How DXC uses dictionaries to customize natural language processing solutions faster
Learn how one company created a chatbot to read a client's data in a specific domain, leading to more relevant answers for the users of…
At DXC, a global IT and consulting firm, we are always looking to leverage the best possible tools to serve our clients. On a recent project, our team was tasked with building an AI-powered chatbot in the insurance domain for a client, relying on government legislation content for answers. To do this, we turned to Watson Assistant, Watson Discovery, and Watson Knowledge Studio.
Users of this system need to be able to ask the Watson Assistant chatbot a question and be given a relevant, accurate answer. While we have built in answers to many common questions and intents, the real challenge for the system is surfacing a relevant answer when an unfamiliar topic comes up. This is where Watson Discovery, an AI-powered insight engine, can search for content in the client’s data that might answer the question.
We hit a roadblock with this step, as Watson Discovery wasn’t always pulling the correct information, largely because the text was so specialized to the insurance industry. Enter Watson Knowledge Studio, which lets users create custom natural language processing models, thereby letting Watson Discovery search data in the context of insurance. Users teach by example, annotating sample documents with the types of entities and relationships that they want Watson to recognize on its own. We pulled in subject matter experts from our client to determine what in the text was most important.
To speed up the annotation process, we used a feature of Watson Knowledge Studio called pre-annotation. Users can use dictionaries, Watson Natural Language Understanding, or a previously built machine learning model to automatically annotate new training documents, and save massive amounts of time on annotation.
A dictionary is a list of words that always fall under a single entity type. For example, one of our entity types was occupation, so we wanted words like doctor and teacher to always be recognized as this type. Watson Knowledge Studio lets users upload a CSV file of these terms, with three columns:
- Lemma, or the main word
- Poscode, a numerical value indicating the part of speech (POS)
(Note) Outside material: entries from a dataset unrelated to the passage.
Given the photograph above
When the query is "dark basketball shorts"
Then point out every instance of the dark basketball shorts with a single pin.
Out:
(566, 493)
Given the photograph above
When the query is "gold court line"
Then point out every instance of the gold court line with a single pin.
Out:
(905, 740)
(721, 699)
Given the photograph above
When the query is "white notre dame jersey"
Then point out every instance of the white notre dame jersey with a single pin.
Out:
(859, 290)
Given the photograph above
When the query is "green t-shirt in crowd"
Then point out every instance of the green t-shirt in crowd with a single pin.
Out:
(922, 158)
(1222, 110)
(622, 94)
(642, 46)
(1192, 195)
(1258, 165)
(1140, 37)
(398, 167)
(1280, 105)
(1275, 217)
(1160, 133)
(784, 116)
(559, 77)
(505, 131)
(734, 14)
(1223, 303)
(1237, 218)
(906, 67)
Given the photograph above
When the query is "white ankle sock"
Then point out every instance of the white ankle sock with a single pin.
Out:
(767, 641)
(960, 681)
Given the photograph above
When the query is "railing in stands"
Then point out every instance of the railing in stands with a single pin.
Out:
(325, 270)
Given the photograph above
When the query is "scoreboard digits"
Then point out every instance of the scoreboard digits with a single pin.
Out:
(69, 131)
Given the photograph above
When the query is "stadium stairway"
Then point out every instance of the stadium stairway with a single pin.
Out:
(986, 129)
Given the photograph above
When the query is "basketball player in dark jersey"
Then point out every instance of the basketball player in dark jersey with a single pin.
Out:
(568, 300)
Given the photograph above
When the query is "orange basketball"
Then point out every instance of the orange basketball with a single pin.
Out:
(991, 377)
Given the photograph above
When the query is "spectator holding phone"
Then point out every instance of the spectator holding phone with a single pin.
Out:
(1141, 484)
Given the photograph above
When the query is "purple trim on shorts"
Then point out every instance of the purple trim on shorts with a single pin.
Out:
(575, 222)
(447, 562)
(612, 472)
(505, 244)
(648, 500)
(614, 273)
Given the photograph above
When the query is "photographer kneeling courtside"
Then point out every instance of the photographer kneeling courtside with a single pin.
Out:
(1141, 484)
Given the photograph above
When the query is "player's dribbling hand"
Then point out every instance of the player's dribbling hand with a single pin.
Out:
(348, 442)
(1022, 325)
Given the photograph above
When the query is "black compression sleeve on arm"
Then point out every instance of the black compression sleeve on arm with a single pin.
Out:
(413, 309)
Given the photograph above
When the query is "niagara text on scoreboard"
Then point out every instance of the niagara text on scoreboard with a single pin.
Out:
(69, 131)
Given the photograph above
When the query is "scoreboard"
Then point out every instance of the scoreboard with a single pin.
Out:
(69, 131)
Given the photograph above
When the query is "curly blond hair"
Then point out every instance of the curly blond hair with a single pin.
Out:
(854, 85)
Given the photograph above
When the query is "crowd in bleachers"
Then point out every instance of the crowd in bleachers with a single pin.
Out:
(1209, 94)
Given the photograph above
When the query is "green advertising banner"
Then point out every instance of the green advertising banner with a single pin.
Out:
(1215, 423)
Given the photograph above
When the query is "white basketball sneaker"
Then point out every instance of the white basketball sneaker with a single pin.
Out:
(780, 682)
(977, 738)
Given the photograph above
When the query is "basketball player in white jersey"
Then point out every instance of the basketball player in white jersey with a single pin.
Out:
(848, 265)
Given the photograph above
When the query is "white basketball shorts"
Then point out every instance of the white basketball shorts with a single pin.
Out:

- Surface forms of the word, or synonyms
Our team built 30 dictionaries, one for each of the 30 entity types in our custom model. Each of these dictionaries contains between 10 and 150 examples of that entity type. We then ran a pre-annotator to label all of these terms as the correct entity type in our training documents. This process was infinitely easier and faster than having humans annotate each of these mentions. We then manually added further annotations, especially for words with multiple meanings, like “pay.”
We trained the model based on these annotations and were thrilled with how well the model performed. Watson Knowledge Studio provides built-in statistics for model evaluation, along with recommendations on how to improve. We achieved a 0.96 precision score (the fraction of the machine learning model’s annotations that were correct) and 0.94 recall score (the fraction of correct annotations that the machine learning model recognizes). This was after just four weeks, with two people working on the model.
If your team is planning to leverage pre-annotation, we would recommend the following best practices:
While collecting all of the examples for each entity, centralize all of the data into a single Excel spreadsheet. Features like macros and duplicate highlight can greatly minimize effort. We created macros to automatically separate and sort the final cut of data into the CSV files required for Watson Knowledge Studio ingestion.
Find people well-versed in the relevant domain who can help you maximize the accuracy of the results for the following reasons:
- They are best-placed to provide you with content with the highest entity ‘mention’ density.
- They understand which entities are most relevant to the domain.
- They highlight entity examples that require manual annotation.
Ultimately, the Watson Knowledge Studio pre-annotation abilities were key to customizing our AI solution. With a domain-specific lens provided by our custom model, Watson Discovery is able to read the client’s data in the context of insurance, leading to more relevant answers for the end users of our solution.